Durant l'été 2000, une affiche publicitaire choquante était placardée dans toutes les grandes villes d'Allemagne : elle montrait une fille au sortir de l'adolescence, en position assise, une télécommande de télévision à la main, qui fixait les spectateurs avec un regard résigné et en même temps provocateur ; sa jupe ne couvrait pas complètement ses jambes légèrement entrouvertes, de sorte que la tâche sombre entre ses cuisses était clairement visible. Cette grand photo était accompagnée des mots "Kauf mich !" ("Achète-moi !"). De quoi cette affiche faisait-elle donc la publicité ? Une observation plus approfondie nous révélait qu'elle n'avait absolument rien à voir avec la sexualité : elle tentait d'encourager les jeunes gens à jouer en bourse et à acheter des actions. Elle fonctionnait donc à deux niveaux, nous donnais d'abord à nous, spectateurs, l'impression d'être incités à acheter la jeune fille (visiblement pour des faveurs sexuelles) avant de délivrer son "véritable" message : elle est ce qui opère l'achat, non celle qui est à vendre. Bien sûr, l'efficacité de l'affiche reposait sur la "méprise" initiale, par la suite surmontée, qui continuait de résonner en nous, alors même que nous avions discerné le "véritable" sens de l'affiche. C'est cela la sexualité dans la psychanalyse : non pas l'ultime point de référence, mais le détour par une méprise initiale qui continue de résonner en nous, même après que nous avons saisi le "véritable" sens asexuel des choses.


Il est courant d'évoquer le "pansexualisme" de Freud et de l'interpréter comme l'idée que "quoi que nous disions ou fassions, nous pensons toujours essentiellement à ça" : la référence à l'acte sexuel serait l'ultime horizon de sens.
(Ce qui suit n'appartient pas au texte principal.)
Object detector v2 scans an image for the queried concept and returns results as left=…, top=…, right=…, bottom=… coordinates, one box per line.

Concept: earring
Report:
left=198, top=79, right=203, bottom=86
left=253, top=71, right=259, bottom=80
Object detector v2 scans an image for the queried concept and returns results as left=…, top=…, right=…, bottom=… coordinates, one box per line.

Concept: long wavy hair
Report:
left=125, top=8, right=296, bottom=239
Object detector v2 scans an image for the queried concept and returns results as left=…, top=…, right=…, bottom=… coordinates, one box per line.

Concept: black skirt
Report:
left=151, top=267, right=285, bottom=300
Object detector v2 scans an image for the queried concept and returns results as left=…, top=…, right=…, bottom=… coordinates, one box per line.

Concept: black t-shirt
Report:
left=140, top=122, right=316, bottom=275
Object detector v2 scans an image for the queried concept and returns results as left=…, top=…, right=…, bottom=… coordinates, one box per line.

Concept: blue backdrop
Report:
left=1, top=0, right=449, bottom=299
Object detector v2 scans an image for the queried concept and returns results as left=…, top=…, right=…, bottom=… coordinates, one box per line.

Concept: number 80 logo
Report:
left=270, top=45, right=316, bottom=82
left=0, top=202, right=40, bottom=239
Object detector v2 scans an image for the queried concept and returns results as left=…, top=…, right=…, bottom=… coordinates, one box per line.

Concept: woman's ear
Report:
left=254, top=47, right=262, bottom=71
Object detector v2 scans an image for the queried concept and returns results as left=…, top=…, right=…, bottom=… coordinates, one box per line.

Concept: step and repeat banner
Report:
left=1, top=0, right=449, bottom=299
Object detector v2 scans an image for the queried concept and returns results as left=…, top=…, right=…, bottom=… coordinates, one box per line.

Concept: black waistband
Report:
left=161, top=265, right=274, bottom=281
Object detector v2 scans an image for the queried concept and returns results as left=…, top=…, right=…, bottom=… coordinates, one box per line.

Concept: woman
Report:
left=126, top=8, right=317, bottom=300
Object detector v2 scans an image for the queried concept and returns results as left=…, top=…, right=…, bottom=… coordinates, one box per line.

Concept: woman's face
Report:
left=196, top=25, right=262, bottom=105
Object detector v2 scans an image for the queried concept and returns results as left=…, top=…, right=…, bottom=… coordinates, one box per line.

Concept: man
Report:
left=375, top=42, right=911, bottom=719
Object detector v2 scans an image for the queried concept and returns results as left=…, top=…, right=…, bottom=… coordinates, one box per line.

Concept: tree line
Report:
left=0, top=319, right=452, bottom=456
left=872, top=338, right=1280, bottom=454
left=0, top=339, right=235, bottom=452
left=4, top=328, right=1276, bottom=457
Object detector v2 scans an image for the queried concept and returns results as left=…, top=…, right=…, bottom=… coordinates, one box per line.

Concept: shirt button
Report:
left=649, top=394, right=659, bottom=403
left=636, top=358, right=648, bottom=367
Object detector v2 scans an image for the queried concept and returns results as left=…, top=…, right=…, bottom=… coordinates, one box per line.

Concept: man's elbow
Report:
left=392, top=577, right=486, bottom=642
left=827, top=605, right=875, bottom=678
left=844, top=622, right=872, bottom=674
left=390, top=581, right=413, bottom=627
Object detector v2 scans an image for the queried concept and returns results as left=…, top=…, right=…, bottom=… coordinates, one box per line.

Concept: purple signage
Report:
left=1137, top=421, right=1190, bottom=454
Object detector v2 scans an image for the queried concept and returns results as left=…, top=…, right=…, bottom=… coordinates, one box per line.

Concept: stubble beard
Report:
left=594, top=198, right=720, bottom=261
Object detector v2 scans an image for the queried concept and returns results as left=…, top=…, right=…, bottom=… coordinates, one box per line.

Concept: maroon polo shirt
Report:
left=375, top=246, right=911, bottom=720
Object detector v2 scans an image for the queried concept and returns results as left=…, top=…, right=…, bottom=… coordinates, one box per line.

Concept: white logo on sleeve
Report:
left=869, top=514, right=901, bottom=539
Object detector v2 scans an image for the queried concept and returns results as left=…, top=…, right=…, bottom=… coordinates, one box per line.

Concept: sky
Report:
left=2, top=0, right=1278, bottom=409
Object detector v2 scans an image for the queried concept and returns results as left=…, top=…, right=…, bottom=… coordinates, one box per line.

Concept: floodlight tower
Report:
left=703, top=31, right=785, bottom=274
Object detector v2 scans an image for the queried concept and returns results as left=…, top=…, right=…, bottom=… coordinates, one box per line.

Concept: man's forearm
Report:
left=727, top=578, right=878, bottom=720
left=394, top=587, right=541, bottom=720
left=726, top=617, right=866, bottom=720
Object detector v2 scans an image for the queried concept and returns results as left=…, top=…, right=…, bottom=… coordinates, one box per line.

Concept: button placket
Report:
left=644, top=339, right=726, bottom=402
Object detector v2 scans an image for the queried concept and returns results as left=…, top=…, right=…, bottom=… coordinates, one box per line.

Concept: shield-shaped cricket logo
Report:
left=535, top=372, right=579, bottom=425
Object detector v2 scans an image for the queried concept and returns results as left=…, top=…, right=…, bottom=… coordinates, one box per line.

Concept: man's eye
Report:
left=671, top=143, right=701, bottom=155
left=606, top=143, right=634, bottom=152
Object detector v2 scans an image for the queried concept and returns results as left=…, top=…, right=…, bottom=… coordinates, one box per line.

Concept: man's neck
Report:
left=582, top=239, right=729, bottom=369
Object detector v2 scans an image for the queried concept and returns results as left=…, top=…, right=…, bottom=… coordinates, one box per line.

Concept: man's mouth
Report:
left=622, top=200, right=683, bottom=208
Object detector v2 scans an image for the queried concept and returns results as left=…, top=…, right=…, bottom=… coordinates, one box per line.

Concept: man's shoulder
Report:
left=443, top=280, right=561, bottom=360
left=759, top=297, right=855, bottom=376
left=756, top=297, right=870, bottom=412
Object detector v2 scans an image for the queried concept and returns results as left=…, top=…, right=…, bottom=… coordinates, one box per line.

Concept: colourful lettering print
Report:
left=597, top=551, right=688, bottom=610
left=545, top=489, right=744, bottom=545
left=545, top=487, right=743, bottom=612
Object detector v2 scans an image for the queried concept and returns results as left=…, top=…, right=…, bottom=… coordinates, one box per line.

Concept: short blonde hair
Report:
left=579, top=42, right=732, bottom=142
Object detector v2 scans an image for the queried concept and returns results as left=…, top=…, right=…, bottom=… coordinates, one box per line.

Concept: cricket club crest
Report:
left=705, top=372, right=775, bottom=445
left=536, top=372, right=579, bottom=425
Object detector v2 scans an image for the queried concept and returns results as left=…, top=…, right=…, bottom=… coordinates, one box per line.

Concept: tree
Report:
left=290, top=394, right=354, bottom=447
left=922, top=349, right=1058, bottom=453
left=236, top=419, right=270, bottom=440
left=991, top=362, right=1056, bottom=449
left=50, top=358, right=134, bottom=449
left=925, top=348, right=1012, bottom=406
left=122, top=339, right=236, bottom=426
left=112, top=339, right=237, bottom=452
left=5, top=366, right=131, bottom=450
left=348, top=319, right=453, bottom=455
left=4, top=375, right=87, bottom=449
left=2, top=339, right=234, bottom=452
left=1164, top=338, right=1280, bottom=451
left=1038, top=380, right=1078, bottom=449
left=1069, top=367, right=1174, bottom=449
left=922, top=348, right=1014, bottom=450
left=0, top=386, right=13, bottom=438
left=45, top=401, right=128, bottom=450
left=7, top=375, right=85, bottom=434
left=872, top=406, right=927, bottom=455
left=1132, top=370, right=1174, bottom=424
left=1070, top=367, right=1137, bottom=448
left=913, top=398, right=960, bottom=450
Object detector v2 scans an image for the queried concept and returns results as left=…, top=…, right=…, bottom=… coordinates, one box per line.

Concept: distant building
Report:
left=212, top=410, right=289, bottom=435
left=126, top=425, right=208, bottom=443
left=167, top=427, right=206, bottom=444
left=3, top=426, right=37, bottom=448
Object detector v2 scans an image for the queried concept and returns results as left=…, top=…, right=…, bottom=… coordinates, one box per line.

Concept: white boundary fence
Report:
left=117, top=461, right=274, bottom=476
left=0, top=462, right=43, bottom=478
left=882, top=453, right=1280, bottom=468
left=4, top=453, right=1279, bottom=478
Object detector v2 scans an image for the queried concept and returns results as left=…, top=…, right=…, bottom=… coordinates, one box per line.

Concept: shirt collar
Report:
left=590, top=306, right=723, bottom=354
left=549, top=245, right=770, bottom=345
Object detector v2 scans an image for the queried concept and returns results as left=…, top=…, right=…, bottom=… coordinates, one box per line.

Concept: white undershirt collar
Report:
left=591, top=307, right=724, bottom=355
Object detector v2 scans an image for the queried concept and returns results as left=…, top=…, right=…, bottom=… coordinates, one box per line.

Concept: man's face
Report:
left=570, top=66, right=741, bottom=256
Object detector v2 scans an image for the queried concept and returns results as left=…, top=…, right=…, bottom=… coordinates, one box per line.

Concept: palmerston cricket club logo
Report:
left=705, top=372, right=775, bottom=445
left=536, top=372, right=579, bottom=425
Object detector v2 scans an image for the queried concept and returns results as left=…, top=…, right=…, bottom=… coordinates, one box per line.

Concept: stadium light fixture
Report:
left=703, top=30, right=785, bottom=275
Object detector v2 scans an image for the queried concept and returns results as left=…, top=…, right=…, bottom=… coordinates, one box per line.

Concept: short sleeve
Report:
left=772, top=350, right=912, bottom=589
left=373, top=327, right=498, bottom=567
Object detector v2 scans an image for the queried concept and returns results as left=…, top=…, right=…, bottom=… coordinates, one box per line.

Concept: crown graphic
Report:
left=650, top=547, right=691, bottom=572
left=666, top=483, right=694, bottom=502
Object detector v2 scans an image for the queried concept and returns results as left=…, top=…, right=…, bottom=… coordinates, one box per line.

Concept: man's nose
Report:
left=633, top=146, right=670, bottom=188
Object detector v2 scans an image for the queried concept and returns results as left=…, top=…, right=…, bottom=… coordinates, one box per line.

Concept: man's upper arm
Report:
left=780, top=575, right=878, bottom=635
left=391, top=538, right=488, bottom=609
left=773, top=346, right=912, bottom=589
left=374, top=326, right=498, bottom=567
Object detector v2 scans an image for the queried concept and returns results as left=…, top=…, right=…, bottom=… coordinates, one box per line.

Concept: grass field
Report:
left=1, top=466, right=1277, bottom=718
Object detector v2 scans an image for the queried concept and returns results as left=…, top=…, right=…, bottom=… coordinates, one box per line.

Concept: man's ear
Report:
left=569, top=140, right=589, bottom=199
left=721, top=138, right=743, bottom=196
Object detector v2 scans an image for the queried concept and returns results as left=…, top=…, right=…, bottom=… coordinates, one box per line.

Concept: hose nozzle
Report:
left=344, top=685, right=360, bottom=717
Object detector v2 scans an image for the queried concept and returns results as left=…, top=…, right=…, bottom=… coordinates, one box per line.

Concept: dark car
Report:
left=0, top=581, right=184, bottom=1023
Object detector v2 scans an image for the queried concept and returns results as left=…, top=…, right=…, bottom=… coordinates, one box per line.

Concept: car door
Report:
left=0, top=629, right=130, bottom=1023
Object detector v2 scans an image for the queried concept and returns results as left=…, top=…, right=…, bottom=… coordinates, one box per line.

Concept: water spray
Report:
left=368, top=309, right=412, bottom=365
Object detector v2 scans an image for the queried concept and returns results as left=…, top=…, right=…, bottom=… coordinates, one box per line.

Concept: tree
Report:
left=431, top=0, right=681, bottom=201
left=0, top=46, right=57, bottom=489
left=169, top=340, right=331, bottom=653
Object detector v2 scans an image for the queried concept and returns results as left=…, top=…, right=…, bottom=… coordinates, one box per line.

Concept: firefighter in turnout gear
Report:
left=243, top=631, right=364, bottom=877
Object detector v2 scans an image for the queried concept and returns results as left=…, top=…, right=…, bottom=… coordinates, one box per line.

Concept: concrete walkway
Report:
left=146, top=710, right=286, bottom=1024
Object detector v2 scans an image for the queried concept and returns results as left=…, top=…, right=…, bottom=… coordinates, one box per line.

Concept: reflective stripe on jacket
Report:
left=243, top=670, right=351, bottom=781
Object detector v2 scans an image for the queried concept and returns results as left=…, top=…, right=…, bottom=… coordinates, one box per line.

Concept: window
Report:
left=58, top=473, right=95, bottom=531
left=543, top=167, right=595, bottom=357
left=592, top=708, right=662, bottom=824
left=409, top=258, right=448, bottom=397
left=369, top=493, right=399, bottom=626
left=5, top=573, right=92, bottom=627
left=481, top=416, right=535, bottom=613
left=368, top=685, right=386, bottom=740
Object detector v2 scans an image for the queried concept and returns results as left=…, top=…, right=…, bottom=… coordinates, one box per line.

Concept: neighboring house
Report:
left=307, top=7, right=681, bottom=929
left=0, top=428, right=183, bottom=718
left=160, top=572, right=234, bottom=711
Pour autant que l'on accepte de faire du rapport sexuel la référence ultime, il est tentant de réécrire toute l'histoire de la philosophie moderne en ces termes :

- Descartes : "Je baise, donc je suis", autrement dit c'est seulement dans l'activité sexuelle intense que j'expérimente la plénitude de mon être (la réponse "décentrée" de Lacan à cette affirmation aurait été : "Je baise là où je ne suis pas, et je ne suis pas là où je baise", autrement dit ce n'est pas moi qui baise, mais "ça baise" en moi) ;
- Spinoza : à l'intérieur de l'Absolu en tant que Baise (coitus sive natura), il faut distinguer, selon la logique de la distinction entre natura naturans et natura naturata, la pénétration active de l'objet baisé - il y a ceux qui baisent et ceux qui sont baisés.
- Hume introduit ici le doute empiriste : comment savons-nous que la baise comme relation existe ? Nous faisons juste l'expérience d'objets dont les mouvements semblent coordonnés.
- La réponse kantienne à cette crise : "les conditions de possibilité de la baise sont en même temps les conditions de possibilité des objets (de) baise" ;
- Fichte radicalise alors la révolution kantienne : baiser est une activité inconditionnelle autopositionnante qui se divise en baiseur et objet baisé, autrement dit c'est le fait même de baiser qui constitue l'objet, le baisé ;
- Hegel : "il est crucial de concevoir la Baise non seulement comme Substance (la pulsion substantielle qui nous envahit), mais également comme Sujet (comme activité réflexive qui prend place au sein du sens spirituel) ;
- Marx : mieux vaut réellement baiser plutôt que de faire de la philosophie idéaliste masturbatoire, autrement dit, comme il le dit littéralement dans L'Idéologie allemande, la vraie vie, la vie réelle, est à la philosophie ce que le sexe réel est à la masturbation ;
- Nietzsche : la Volonté est, dans sa forme la plus radicale, Volonté de Baiser, qui culmine dans l'Eternel Retour du "j'en veux plus", du sexe se poursuivant éternnellement ;
- Heidegger : de la même manière que l'essence de la technologie n'a rien de "technologique", l'essence de la baise n'a rien à voir avec la baise en tant que simple activité ontique ; ou plutôt, "l'essence de la baise est la baise de l'Essence elle-même", ce qui veut dire que ce n'est pas seulement nous, humains, qui niquons notre compréhension de l'Essence, c'est l'Essence qui est déjà en soi niquée (inconsistante, se retirant, errante) ;
- Et cet aperçu de la manière dont l'essence elle-même est niquée, nous conduit en fin de compte à l'affirmation de Lacan : "il n'y a pas de rapport sexuel".